Senate Panel Schedules Vote on Trump’s Pick to Lead Federal Jobs Data Agency

A U.S. Senate committee has announced it will hold a vote next week on the nomination of Brett Matsumoto, President Donald Trump’s chosen candidate to lead the Bureau of Labor Statistics — the federal agency responsible for producing critical economic data, including monthly jobs reports and inflation figures.

The Senate Health, Education, Labor and Pensions Committee has scheduled that vote for June 24, according to a posting on the committee’s website.

Matsumoto faced the panel at a confirmation hearing last week, where he pushed back against claims that BLS data had been falsified or manipulated. His remarks stood in contrast to Trump’s past accusations that the former BLS commissioner had released fraudulent employment numbers.

An economist by training, Matsumoto has been employed at the BLS since 2015, though he is currently on leave to serve at the White House’s Council of Economic Advisers. During his hearing, he expressed confidence in the career staff members who gather and process the agency’s data, and pledged that their work would be what ultimately gets published.

Matsumoto also acknowledged that the BLS has faced technical problems in recent years that have affected data quality, and said he would work to resolve those issues.

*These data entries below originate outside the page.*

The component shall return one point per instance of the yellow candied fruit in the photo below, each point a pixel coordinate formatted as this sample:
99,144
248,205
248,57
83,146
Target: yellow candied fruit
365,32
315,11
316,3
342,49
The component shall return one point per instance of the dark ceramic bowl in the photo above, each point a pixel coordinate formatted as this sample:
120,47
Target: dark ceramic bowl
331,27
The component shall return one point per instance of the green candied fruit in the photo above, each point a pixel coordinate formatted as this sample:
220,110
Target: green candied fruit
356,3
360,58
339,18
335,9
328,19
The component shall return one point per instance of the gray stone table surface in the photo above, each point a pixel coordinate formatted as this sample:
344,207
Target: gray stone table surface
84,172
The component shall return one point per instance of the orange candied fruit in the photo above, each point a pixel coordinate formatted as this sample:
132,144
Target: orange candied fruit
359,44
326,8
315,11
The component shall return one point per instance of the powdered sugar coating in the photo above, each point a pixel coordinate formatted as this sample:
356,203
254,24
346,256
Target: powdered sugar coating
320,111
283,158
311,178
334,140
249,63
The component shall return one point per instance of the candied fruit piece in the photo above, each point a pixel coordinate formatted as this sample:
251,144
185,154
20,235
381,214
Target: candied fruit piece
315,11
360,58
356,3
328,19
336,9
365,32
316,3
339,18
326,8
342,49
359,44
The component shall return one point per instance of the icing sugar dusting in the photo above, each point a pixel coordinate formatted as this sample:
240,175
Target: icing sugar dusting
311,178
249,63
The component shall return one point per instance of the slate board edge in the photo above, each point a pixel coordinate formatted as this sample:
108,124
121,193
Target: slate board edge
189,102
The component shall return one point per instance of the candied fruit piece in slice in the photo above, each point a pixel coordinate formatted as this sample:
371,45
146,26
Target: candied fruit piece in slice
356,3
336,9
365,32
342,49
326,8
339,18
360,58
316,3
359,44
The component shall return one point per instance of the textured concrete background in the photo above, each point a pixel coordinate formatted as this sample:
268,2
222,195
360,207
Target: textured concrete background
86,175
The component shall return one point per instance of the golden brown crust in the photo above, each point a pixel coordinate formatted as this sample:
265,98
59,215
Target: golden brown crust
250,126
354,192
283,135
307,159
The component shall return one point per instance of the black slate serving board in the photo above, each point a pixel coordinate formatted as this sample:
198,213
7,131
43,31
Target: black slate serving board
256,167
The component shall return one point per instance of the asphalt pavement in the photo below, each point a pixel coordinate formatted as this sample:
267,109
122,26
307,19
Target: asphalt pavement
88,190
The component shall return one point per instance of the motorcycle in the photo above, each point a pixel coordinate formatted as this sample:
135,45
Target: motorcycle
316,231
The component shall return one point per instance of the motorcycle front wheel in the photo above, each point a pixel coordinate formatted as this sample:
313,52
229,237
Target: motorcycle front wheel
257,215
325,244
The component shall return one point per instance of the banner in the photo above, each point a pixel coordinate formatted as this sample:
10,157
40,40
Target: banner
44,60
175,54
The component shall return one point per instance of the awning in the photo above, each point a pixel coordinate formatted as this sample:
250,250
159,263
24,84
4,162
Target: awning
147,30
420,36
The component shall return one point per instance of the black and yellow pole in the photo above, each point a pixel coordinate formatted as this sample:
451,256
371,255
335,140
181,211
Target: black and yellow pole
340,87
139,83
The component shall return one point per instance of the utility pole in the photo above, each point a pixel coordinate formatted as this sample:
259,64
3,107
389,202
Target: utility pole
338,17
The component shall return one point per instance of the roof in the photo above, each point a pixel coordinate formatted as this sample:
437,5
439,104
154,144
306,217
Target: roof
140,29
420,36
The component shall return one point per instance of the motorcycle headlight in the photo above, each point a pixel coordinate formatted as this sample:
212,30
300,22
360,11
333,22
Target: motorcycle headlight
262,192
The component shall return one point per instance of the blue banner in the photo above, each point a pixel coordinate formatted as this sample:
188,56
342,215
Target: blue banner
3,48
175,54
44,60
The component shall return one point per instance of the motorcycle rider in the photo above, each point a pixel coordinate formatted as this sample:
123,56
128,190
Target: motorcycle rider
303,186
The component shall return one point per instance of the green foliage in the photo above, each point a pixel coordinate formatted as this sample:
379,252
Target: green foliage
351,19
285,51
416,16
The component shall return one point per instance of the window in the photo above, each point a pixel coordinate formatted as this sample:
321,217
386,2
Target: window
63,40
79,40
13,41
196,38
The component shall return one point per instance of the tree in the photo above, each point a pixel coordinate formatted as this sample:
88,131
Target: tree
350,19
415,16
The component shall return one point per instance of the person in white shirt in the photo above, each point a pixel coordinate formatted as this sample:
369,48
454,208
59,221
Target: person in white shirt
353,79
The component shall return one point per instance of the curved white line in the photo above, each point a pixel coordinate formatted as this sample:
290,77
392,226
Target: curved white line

However, he stopped short of repeating Trump’s unsupported claims that the agency’s output had been politically manipulated.

Trump dismissed the agency’s previous commissioner, Erika McEntarfer — who had been appointed by former President Joe Biden — last August. Her firing came after the release of a monthly jobs report that contained unusually large revisions to earlier job creation figures.

Trump had initially tapped conservative economist E.J. Antoni to run the agency, but that nomination was later pulled.

The Senate committee, which is controlled by Republicans — as is the full Senate — would need to approve Matsumoto’s nomination before it could advance to a chamber-wide vote.